Spectacle recently added OCR, though seems like the QR/Bar code reading which has similarities, has an entirely different UX approach.

Could these maybe get unified under the same flow?

Ie: OCR adds “Extract Text” button. Maybe that button could have dropdown to extract content, picking between OCR or code (QR/Bar).

Note that bottom toolbar horizontal lenght would actually be shorter with “Extract ⌄” than with “Extract Text”, which seemed to be an important UX consideration during OCR implementation.

A QR code should be easily found and understandable, I think.
If a QR is selected and nothing else, it should just have a “Scan QR” button and the “Extract Text” need not be shown.
If a region with QR code + text is selected, then both buttons could appear.
If only text is selected, only “Extract Text” appears.

I agree, however there is no more space for adding extra horizontal buttons, as described in the thread I linked. Thats why re-using the “Extract Text” button seems like the next best approach.

I believe a more streamlined process would involve the following: when a user presses on “Accept,” the standard screenshot preview/edit window would open. Within this window, all identified text and/or QR codes in the image would be highlighted, offering interactive options to either open the QR code link or select and copy the text.

This approach would eliminate the necessity for an “Extract Text” button altogether, as its currently opening the Preview/Edit window anyway.

Implementing such type of functionality (this is similar to Windows Snipping Tool) is highly unlikely in the FOSS space… :sweat_smile:
In fact, does tesseract (the backend) even support something like this?
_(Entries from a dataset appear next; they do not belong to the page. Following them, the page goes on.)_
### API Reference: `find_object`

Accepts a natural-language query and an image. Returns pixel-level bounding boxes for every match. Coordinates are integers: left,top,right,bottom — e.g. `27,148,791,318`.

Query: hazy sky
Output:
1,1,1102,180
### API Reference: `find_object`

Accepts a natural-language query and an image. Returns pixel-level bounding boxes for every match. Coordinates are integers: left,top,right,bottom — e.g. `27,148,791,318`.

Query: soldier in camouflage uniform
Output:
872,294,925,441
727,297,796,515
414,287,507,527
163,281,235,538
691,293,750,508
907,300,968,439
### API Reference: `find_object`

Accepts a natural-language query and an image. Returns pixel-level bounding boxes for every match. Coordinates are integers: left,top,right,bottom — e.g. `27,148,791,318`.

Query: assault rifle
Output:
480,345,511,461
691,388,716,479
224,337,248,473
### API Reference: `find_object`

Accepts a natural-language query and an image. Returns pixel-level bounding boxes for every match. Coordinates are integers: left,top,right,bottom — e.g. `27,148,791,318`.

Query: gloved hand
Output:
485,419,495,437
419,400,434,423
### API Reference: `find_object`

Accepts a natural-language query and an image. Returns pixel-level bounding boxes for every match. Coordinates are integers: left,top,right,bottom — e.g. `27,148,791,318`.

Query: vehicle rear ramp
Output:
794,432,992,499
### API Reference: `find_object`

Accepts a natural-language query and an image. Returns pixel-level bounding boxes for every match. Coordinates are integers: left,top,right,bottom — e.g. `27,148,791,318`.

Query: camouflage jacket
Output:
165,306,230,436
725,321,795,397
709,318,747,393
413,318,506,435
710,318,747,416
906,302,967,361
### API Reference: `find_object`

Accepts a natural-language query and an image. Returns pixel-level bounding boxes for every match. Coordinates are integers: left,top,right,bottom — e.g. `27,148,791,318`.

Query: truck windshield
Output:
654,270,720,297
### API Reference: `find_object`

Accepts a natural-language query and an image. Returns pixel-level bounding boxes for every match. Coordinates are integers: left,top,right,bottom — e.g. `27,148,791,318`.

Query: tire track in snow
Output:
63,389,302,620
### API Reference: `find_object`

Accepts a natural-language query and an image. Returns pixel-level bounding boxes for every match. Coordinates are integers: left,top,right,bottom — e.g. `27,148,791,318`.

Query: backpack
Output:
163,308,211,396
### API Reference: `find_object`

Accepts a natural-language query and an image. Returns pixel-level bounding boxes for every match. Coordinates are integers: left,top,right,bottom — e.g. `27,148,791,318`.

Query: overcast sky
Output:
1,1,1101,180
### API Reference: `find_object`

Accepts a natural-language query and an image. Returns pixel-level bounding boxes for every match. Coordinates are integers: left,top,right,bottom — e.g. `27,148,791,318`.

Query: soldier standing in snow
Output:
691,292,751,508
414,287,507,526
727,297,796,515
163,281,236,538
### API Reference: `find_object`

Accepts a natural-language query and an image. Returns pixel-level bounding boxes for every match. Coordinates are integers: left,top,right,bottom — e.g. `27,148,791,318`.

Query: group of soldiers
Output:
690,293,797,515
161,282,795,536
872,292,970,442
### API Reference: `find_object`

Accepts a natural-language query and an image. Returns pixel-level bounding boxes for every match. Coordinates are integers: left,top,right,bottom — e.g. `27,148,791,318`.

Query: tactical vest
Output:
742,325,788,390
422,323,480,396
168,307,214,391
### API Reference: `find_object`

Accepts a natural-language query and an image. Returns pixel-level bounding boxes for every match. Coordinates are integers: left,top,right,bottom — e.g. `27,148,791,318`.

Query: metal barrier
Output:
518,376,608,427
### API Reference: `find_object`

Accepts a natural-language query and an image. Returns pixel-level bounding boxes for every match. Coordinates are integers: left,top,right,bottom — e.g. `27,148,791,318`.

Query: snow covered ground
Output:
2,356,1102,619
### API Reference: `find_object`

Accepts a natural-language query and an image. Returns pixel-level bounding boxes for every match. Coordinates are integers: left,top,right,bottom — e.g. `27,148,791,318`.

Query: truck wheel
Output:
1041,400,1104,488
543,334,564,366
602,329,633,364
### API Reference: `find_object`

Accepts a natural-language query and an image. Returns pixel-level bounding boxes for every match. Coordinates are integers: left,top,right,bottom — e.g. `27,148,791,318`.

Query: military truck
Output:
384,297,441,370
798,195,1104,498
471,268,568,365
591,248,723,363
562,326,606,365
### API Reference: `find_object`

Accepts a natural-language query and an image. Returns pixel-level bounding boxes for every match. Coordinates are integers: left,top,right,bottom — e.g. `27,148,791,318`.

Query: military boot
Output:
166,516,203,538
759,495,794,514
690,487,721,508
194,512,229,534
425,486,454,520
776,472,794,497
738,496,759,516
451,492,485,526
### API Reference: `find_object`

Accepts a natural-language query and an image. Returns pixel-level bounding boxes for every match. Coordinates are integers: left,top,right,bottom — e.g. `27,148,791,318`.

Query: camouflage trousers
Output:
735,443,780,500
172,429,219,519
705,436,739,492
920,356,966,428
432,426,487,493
Haven’t seen the codebase yet but in theory it should definitely be possible

Ok so yes tesseract doesn’t support QR Code scanning, but I found something similar to what I mentioned earlier that uses ZXing for the QR code scanning part:

It has some bugs, but I opened corresponding issues for the GitHub repo. Something similar could be implemented in the Spectacle app natively without this wrapper, but closer to my idea where the text would be visible in the Preview/Edit window of Spectacle itself. Right now this wrapper opens a window with the text and the scanned QR code info all in the same text block, with buttons to copy the text, save it as a file, or save the screenshot.

1 Like

I modified the spectacle-ocr-screenshot project and got this result:

Newproject-ezgif.com-video-to-gif-converter

As you can see tesseract is not reliable, sometimes it detects icons as symbols or letters, other times it doesn’t detect text at all but I get the same result when using Spectacle “Extract Text” feature so tesseract itself is the problem but otherwise this is exactly what I was proposing if tesseract could offer better OCR then this is definitely doable

1 Like

Guys I think you’re confusing the point of the thread. Let me clarify so it doesnt get derailed further: my propossal is about UI/UX changes only, OCR and QR/Bar code recognition are features that already work in spectacle (OCR requires tesseract and code reading requires prison). The only problem is that they offer radically different UI/UX, and my only point is to make them work in a similar way, while respecting certain UI constraints described by the devs.

1 Like

Yes, sorry I overcomplicated things. While what I proposed makes it clearer what was found, in the current version of Spectacle the extraction of the text or the qr code happens only after pressing on the Extract text button so the easiest solution would be to possibly just rename the “Extract Text” button to something like “Smart Scan”. It is a bit unusual that after pressing “Extract Text” the text gets copied to the clipboard while the QR Code content only gets proposed to be copied

Wow, this is actually impressive.

1 Like

Thanks. I got better results since with

SetPageSegMode(tesseract::PSM_SPARSE_TEXT);

Though I have found that RapidOCR or PaddleOCR work a lot better than Tesseract.